The title 'Xinling' refers to Wei Wuji's fief in Xinling (present day Ningling County in Henan), which was awarded to him by his half brother King Anli on the death of their father in 277 BC.

House Guests[edit]

The concept of house guests (門客) refers to a social institution during the period when aristocrats would provide food and lodging to talented men and use them as retainers. Lord Xinling, famed for his readiness to provide for talented men, had three thousand retainers in his service at its peak.

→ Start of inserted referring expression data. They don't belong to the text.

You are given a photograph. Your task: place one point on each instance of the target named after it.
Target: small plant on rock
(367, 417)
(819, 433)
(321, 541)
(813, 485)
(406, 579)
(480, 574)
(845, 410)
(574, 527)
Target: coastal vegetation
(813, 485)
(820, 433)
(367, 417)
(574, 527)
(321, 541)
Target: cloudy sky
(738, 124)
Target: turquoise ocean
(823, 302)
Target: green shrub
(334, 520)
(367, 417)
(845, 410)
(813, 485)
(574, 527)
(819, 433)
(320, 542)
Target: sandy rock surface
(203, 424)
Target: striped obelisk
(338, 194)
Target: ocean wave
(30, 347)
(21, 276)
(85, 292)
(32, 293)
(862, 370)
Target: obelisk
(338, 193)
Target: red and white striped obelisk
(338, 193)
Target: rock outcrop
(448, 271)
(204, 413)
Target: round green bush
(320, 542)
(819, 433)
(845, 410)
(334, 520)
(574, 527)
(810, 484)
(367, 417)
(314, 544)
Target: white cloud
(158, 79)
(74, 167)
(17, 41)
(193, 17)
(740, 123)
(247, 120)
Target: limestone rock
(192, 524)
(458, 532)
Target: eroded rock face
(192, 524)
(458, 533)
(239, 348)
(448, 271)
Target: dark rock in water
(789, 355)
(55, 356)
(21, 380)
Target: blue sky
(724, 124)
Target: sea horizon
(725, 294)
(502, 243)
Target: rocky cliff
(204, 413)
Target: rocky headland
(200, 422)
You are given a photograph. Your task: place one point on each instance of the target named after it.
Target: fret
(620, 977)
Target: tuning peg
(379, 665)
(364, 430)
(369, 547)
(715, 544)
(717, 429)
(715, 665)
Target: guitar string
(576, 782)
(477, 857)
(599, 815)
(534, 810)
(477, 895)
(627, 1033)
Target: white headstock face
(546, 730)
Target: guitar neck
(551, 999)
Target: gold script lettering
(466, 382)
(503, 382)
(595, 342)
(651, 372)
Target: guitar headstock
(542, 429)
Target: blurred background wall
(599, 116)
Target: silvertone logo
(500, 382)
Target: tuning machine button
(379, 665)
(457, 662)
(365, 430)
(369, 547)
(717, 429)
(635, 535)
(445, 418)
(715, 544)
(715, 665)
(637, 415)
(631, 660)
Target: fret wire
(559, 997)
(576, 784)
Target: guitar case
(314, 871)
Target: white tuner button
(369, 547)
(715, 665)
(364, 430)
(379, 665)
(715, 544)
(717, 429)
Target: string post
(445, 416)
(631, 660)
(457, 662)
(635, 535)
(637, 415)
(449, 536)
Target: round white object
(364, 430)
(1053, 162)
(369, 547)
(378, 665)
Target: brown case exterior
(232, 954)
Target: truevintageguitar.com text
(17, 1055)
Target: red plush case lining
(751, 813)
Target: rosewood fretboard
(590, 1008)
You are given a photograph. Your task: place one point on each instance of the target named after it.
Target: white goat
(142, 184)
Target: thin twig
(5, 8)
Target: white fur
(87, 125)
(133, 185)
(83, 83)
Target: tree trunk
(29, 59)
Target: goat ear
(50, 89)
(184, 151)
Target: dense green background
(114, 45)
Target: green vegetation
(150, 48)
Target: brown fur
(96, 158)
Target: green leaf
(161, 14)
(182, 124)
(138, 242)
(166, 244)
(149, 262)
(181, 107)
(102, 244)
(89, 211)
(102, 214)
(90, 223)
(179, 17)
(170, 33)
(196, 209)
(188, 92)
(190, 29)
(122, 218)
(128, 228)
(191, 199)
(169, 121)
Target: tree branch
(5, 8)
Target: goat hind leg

The Battle of Handan[edit]

When Qin invaded Zhao and besieged its capital Handan, Lord Pingyuan, another of the Four Lords, requested help from Xinling, who was his brother-in-law. Xinling was unable to get help from his master, the King of Wei. However, the Queen of Wei saw him as a benefactor, as he had once arrested the man who murdered her father, so she helped him secure the seal. Using this impersonation, Xinling killed the general Jin Bi and installed his own general Zhu Hai over the Wei army. Together, they marched to Handan and successfully rescued it from the Qin forces. He was honored by the King of Zhao above his own brother-in-law and Lord Chunshen of Chu. However, his own half-brother was angry, so Xinling stayed in Zhao for many years rather than return to face the wrath of his own king in Wei.

Later achievements[edit]

When Qin invaded Wei itself, the king of Wei requested Xinling to rescue him. Xinling returned and repulsed a greater Qin force with the help of other allies such as Yen, Zhao, and Chu. The only state that he ignored was the powerful state of Qi. After this victory, Xinling was made Prime Minister of Wei, and wrote his own war treatise.

Final Demise[edit]

However, Qin later tricked Wei by spreading rumors that Xinling aimed to seize the throne of Wei for himself. They did it in a convincing manner employing a corrupt insider (senior noble) and tricking the Crown Prince of Wei, who was a prisoner in Qin. The King of Wei suspected Xinling but did not take action. Xinling, disappointed with his own brother, resigned. In his retirement, Xinling and his retainers drank too much and died. He was much mourned by the grateful citizens of Wei and his admirers in other states, though not by his own King.

Xinling became the epitome of military success that necessitates disobeying superiors and taking initiative at times.